The ICC Chief Prosecutor Karim Khan made the announcement on Wednesday after a three-day trip to Caracas where he met with President Maduro. While Khan did not specify the scope of the probe, it is expected to focus on allegations such as the use of excessive force, torture, and arbitrary detentions during 2017 anti-government protests. 

Maduro agreed to cooperate, but criticized the criteria used to open the investigation. While the human rights groups and the Venezuelan opposition welcomed the announcement, it may be years before the ICC investigation leads to any criminal charges. 


DOMINICAN REPUBLIC/HAITI: The Dominican vice minister for migration affairs announced via Twitter on Monday the “indefinite” suspension of the student visa program for Haitian nationals. 

President Luis Abinader added in a later press conference that there would no longer be automatic renewals of visas for Haitian students in the Dominican Republic. He said that each renewal request would be checked to ensure that no “gang” members were in the country.

The Association of Haitian Students responded to the measure stating that they are neither a threat to nor an “economic burden” on the Dominican Republic.

The Interior Ministry last week announced additional plans to review the immigration status of all foreign nationals in the country and to limit undocumented migrants’ access to public hospitals.

PUERTO RICO: The Rio Piedras (San Juan) campus of the University of Puerto Rico (UPR) on Wednesday became the latest to declare an indefinite strike in protest against budget cuts to higher education institutions. 

Student activists said that the continued reduction of the UPR’s budget threatens the quality of education and could mean the closure of smaller campuses.

The cuts to the UPR system are one of the austerity measures contained in the debt restructuring bill signed into law by Gov. Pedro Pierluisi on Oct. 27. The Debt Adjustment Plan was jointly prepared by the island’s government and the U.S. Financial Oversight and Management Board. The plan is expected to receive final approval from the federal District Court at the conclusion of hearings set to begin today.


COSTA RICA: The Costa Rican health ministry made it mandatory for children aged five and up to get the COVID-19 vaccine. The action would add COVID-19 to the list of infectious diseases requiring mandatory vaccines. 

Recent trends in Costa Rica reveal the number of COVID-19 infections decreasing.

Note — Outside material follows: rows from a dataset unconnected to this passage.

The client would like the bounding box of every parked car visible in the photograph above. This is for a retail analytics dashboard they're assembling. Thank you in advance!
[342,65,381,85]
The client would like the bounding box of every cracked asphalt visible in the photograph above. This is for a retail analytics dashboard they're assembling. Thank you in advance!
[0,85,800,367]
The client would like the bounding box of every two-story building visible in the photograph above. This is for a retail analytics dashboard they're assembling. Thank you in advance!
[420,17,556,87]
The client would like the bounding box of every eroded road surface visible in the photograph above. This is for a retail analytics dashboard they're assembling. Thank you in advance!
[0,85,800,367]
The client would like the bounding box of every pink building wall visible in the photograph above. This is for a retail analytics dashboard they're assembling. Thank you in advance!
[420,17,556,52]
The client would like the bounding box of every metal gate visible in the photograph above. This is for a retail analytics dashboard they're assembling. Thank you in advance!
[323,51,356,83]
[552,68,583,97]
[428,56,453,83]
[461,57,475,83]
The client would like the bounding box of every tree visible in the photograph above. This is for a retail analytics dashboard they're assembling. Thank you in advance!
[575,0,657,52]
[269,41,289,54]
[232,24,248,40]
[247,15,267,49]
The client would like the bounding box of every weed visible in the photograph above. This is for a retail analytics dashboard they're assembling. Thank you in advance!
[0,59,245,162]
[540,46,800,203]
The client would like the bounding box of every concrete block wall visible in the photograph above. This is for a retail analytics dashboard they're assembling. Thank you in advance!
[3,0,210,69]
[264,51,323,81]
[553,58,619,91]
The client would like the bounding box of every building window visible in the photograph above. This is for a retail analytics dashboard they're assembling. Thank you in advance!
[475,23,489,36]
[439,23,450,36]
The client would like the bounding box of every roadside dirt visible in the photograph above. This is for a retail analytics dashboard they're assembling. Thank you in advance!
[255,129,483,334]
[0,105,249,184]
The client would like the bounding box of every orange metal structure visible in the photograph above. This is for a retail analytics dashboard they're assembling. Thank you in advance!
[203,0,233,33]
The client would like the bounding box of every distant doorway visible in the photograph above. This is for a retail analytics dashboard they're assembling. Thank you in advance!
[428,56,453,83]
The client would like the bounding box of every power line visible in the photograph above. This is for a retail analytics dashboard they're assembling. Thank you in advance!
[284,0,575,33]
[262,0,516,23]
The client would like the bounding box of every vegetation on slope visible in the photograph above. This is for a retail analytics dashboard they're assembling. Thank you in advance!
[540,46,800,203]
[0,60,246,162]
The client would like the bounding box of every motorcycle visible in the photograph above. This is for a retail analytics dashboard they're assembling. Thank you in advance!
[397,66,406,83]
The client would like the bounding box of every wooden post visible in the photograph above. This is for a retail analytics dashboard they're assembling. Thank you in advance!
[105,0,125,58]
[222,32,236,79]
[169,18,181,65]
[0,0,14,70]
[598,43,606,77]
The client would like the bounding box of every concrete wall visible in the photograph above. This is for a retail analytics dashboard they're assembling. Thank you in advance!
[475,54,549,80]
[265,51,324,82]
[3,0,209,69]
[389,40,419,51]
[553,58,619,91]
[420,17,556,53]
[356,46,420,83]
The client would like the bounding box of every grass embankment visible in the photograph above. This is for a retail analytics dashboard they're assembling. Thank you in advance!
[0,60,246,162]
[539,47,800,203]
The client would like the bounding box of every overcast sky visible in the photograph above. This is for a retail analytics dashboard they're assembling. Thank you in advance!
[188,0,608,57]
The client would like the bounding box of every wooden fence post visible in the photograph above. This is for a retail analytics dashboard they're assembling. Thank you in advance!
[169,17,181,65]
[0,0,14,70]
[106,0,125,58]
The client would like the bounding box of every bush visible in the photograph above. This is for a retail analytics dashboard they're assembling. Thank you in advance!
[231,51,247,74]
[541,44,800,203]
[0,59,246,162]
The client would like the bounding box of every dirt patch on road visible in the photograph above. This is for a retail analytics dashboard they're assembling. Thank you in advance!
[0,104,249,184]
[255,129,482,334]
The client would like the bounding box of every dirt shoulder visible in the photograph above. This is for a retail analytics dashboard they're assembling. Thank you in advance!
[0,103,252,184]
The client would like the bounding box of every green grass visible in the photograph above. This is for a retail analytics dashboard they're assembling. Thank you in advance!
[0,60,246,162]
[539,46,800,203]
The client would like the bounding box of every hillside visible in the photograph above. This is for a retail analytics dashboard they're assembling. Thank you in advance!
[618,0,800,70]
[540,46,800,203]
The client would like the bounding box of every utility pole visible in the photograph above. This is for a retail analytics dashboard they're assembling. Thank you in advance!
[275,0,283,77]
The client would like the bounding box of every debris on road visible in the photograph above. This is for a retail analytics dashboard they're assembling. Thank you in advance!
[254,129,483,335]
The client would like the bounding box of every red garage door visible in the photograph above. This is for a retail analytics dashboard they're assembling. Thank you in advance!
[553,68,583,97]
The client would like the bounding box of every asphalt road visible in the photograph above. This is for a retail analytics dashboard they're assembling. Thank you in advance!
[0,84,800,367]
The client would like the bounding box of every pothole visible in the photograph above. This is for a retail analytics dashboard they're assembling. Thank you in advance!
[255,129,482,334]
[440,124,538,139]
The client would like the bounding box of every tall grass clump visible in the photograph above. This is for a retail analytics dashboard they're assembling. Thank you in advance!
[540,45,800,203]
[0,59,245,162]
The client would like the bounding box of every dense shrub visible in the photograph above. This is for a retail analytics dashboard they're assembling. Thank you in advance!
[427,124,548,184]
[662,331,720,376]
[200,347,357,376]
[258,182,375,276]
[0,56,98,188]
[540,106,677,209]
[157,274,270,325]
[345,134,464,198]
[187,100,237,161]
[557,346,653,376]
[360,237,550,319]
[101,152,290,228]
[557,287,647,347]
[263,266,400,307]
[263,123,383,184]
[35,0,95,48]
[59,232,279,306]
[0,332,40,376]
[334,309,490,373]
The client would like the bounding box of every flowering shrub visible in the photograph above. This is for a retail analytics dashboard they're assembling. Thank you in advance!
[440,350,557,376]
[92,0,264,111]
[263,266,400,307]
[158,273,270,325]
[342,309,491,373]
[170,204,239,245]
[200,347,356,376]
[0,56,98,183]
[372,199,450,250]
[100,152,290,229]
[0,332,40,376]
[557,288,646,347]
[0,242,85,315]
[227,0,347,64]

Among minors, there have been 61,118 cases in which 24 have resulted in death as of reports made on Thursday.   

The health ministry also mentioned that children aged 15 and up can receive the vaccine without the consent of their legal guardian. 73% of the 12-19 year old population has received at least one dose of the vaccine. 

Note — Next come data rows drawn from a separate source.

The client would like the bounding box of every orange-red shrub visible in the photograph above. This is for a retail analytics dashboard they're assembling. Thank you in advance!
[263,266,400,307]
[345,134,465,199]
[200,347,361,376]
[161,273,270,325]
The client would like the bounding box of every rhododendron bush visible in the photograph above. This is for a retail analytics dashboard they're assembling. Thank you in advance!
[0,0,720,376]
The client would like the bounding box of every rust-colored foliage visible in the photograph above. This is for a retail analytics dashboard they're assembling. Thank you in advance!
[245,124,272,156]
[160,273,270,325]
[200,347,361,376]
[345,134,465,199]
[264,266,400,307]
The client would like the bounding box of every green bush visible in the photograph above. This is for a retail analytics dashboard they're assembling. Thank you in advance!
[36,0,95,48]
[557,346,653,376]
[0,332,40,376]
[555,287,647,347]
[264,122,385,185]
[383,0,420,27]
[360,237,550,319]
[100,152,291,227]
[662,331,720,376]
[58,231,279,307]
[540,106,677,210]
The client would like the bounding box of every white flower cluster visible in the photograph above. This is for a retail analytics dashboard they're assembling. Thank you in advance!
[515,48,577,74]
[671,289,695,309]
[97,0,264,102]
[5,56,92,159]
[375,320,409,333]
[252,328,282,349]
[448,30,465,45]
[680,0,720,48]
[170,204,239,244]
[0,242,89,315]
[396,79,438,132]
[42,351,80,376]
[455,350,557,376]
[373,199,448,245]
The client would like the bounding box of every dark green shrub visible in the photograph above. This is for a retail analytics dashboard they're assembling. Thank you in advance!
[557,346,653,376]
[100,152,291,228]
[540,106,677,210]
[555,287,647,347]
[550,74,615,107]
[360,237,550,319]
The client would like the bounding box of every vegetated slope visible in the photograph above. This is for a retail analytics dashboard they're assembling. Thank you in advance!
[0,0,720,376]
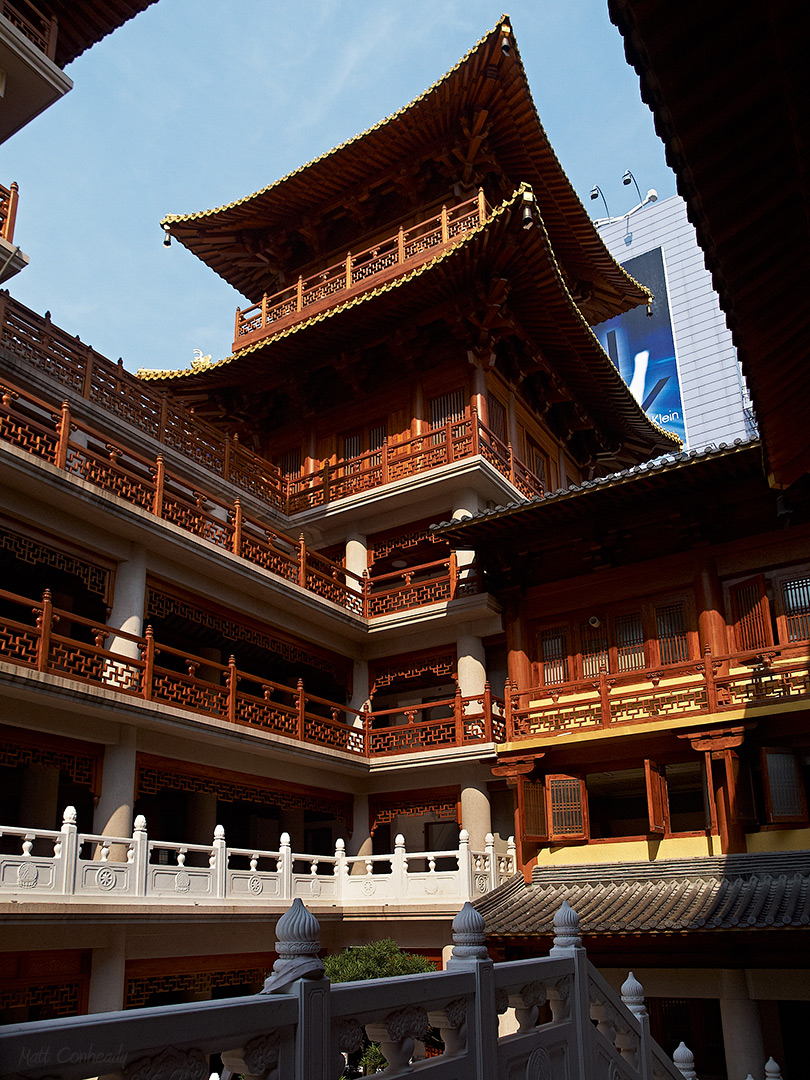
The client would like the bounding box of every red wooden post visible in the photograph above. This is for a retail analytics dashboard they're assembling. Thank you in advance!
[228,657,239,724]
[54,401,70,469]
[35,589,53,672]
[503,678,514,742]
[599,661,610,728]
[233,499,242,555]
[152,454,165,517]
[484,679,495,742]
[298,532,307,589]
[296,678,307,742]
[703,643,717,713]
[143,626,154,701]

MEXICO:  Migrants traveling north to Mexico City confronted the National Guard in the southern state of Chiapas on Thursday. 

The encounter left several migrants and five National Guard officers injured. The clash occurred near the location where a Cuban migrant was shot dead by the National Guard last Sunday.  

The caravan, mostly women and children from Central America, resumed their journey on Monday after a two-day rest due to fatigue and illness among some members.  

UNITED STATES: As of Nov. 8, strict guidelines go into effect that will prevent foreign nationals who have not been fully vaccinated against COVID-19 from entering the U.S. by air. President Joe Biden signed the new vaccination and testing requirements for international travelers one week ago. 

Passengers must provide a valid vaccination record from an official source. Airlines will oversee the travel mandate by requiring travelers to show their vaccination status, including a negative COVID-19 test result within 72 hours of air travel regardless of vaccination status. 

The requirements will exempt non-tourist travelers form Haiti and Nicaragua, but most will have to show proof of negative test results.